Synth-rocks

Synth-rocks installation !!!

There are 7 rocks containing synthesizers and speakers. Basically its a sculpture with a base of artificial turf, so the grass is a stage and the rocks are instruments. Some people just look, other people turn a knob or two, and then others stay for a while and really get into it. This is a work in progress and the most recent installation was called “A Presumption of Collectivity” (after a section from Jean Baudrillard’s The System of Objects) and the following notes accompanied it:

Muzak Corporation, the best-known supplier of elevator music, has lost money for 11 straight years - about the same time span the public has been using the Internet. Decades before Muzak was founded, Erik Satie wrote compositions (musique d’ameublement) and asked the public to ignore them while they were performed. The music was supposed to be like furniture, or even light. There and not there. The United States military is playing a similar game in reverse: they drop rocks into the landscape that listen for footsteps and transmit the location to headquarters. These same rocks play smooth jazz and uncomplicated electronic music to theme parks and restaurants everywhere on this side of enemy lines.
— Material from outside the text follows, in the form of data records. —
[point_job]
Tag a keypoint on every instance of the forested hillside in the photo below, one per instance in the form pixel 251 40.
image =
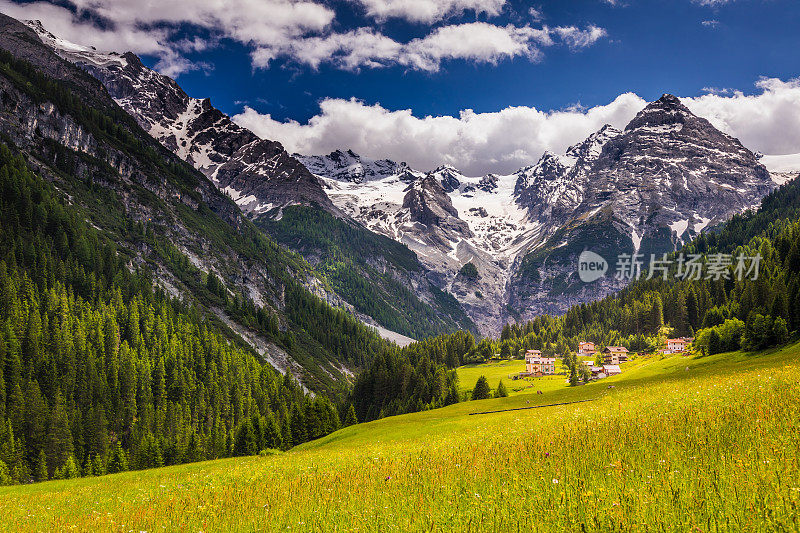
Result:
pixel 100 371
pixel 727 312
pixel 168 218
pixel 370 271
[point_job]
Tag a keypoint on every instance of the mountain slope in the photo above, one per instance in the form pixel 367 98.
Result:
pixel 668 176
pixel 170 219
pixel 663 179
pixel 263 179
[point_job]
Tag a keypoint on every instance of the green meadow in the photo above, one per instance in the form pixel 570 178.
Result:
pixel 672 444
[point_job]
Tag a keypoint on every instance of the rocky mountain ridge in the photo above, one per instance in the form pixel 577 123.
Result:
pixel 663 179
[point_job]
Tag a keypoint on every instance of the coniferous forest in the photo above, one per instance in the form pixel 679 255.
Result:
pixel 101 372
pixel 724 314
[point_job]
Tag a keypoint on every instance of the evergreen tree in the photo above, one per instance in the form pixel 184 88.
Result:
pixel 351 418
pixel 481 390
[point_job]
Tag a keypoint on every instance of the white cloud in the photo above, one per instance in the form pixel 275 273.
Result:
pixel 298 30
pixel 476 143
pixel 577 38
pixel 479 42
pixel 428 11
pixel 514 137
pixel 147 27
pixel 712 3
pixel 768 121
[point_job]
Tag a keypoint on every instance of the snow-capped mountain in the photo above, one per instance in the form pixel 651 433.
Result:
pixel 257 173
pixel 664 178
pixel 645 189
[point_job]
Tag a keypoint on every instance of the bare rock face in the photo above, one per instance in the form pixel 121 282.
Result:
pixel 664 178
pixel 645 189
pixel 257 173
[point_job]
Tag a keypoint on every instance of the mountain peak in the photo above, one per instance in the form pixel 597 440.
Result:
pixel 666 111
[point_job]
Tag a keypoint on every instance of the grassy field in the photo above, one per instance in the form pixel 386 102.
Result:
pixel 673 444
pixel 503 370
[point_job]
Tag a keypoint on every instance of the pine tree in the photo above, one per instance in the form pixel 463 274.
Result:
pixel 481 390
pixel 351 418
pixel 40 473
pixel 59 437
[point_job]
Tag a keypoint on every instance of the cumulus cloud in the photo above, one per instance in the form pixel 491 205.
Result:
pixel 577 38
pixel 476 143
pixel 711 3
pixel 503 141
pixel 297 30
pixel 479 42
pixel 768 121
pixel 428 11
pixel 148 27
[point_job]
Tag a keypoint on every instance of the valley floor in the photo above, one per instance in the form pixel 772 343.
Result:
pixel 677 444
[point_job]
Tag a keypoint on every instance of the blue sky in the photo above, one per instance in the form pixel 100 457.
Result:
pixel 651 47
pixel 486 85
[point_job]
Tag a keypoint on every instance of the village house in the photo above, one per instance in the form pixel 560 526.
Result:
pixel 586 349
pixel 614 355
pixel 597 372
pixel 536 365
pixel 679 345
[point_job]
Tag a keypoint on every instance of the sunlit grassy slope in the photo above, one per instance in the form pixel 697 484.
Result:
pixel 503 370
pixel 677 444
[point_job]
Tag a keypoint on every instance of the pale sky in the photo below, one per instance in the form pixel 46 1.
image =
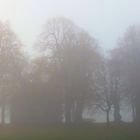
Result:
pixel 106 20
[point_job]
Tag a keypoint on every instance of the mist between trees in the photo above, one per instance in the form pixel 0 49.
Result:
pixel 69 75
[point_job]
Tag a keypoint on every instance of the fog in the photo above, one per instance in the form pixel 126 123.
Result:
pixel 66 66
pixel 105 19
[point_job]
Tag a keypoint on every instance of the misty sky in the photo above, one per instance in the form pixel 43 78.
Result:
pixel 106 20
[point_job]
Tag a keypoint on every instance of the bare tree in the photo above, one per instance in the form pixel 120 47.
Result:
pixel 74 54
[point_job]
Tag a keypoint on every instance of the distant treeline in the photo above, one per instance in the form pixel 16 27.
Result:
pixel 69 75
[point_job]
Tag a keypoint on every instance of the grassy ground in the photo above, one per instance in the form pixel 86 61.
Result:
pixel 95 132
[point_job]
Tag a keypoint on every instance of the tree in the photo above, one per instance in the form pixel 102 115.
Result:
pixel 74 54
pixel 11 61
pixel 129 55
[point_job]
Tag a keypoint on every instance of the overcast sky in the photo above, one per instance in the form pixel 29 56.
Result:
pixel 106 20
Who knows what William Shenstone would have thought? Shenstone in his posthumously published notes “Unconnected Thoughts on Gardening” (1764) focuses on “landscape” or “picturesque gardening,” meaning the creation of a phsyical scene in a manner similar to painting. Whereas Rousseau wouldn’t tolerate anything man-made in his wilderness, Shenstone’s rural landscape wasn’t complete without the touch of man - a little building, a ruin.